ISLAMABAD: The IMF has suggested that the FBR expand the coverage of the Capital Gains Tax (CGT) by incorporating cryptocurrencies into the tax framework.
Additionally, it has proposed a reassessment of real estate and listed securities tiers to ensure all profits are subject to taxation, irrespective of the duration of asset holding.
Furthermore, the IMF has advised the FBR to enforce regulations obligating property developers to monitor and report all transactions before the finalization and registration of property titles. Failure to comply with these regulations may lead to penalties being imposed. This recommendation aims to bring the widespread practice of trading files for various plots within housing schemes under the tax ambit.

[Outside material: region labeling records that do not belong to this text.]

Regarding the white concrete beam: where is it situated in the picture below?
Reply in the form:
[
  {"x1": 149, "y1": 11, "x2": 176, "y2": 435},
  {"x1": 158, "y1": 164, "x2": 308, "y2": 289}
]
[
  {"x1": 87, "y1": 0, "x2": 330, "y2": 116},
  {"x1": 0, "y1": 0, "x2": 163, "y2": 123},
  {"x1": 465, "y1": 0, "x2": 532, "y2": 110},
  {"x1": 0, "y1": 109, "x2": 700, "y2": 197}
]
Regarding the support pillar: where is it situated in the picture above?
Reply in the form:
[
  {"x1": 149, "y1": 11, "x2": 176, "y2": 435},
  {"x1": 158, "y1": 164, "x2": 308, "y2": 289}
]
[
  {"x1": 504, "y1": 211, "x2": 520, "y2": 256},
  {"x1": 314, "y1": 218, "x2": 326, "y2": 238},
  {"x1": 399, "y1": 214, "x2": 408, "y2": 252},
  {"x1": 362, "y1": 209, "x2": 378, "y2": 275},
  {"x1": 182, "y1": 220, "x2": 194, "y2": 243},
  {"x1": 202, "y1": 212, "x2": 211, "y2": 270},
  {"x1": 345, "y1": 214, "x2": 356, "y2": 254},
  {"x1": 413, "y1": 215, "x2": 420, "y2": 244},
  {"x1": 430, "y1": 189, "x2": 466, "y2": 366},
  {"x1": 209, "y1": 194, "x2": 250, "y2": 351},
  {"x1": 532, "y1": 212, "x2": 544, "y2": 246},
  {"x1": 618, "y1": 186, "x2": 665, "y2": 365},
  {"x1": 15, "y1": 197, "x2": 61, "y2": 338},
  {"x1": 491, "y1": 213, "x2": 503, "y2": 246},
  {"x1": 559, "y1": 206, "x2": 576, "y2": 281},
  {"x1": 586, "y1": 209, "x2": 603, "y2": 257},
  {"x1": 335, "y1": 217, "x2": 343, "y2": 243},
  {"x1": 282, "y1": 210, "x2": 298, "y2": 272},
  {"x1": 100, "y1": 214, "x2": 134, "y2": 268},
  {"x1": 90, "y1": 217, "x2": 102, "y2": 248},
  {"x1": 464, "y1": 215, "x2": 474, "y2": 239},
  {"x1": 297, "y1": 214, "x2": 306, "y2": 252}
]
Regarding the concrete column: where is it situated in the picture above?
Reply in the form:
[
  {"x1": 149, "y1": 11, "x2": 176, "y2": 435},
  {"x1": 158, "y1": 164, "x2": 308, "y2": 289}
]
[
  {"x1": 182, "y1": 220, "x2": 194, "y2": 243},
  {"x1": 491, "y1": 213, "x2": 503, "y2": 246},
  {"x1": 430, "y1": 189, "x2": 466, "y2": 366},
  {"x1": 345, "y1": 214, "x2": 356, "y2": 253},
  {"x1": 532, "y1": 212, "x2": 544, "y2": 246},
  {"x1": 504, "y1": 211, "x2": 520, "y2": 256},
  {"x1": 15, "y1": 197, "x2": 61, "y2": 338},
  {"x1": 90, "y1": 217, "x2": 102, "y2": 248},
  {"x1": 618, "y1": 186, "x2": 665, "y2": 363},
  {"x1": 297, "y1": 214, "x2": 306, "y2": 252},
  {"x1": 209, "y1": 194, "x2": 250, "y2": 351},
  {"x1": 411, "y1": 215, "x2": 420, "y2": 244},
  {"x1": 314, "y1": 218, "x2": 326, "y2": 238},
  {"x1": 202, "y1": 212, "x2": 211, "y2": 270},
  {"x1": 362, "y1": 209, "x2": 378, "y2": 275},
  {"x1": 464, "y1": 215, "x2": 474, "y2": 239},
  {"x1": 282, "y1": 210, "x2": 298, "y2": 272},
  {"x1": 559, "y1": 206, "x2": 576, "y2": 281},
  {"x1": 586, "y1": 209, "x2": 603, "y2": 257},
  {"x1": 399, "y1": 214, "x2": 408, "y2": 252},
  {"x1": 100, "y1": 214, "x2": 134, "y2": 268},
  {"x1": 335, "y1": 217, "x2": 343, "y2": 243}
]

These suggestions by the IMF could potentially be integrated into the forthcoming bailout package under the Extended Fund Facility (EFF), with the FBR expected to incorporate them into the next fiscal year’s budget through the finance bill.
According to the IMF’s technical assistance report, Pakistani authorities have encountered difficulties in assessing and collecting taxes on capital gains from the sale of interests in real estate. As properties are usually not formally registered until legal completion, transfers of real estate interests before this stage often go untaxed.
To address this issue, the IMF proposes compelling property developers to monitor and report all such transfers before property title registration, with penalties for non-compliance, including secondary liability for any outstanding taxes. This would mean that if the transferor fails to pay the tax, the responsibility would shift to the property developer.
The IMF has also suggested methods to enhance capital gains taxation, including broadening the range of assets subject to taxation to include new types of investments like cryptocurrencies. It also recommends taxing capital gains on real estate and listed securities regardless of the duration of ownership.
Additionally, the IMF has recommended amending the definition of “personal moveable property” in Section 37(1) of the Income Tax Ordinance to include a catch-all category covering any investment property that is not stock-in-trade or assets subject to depreciation or amortization for tax purposes.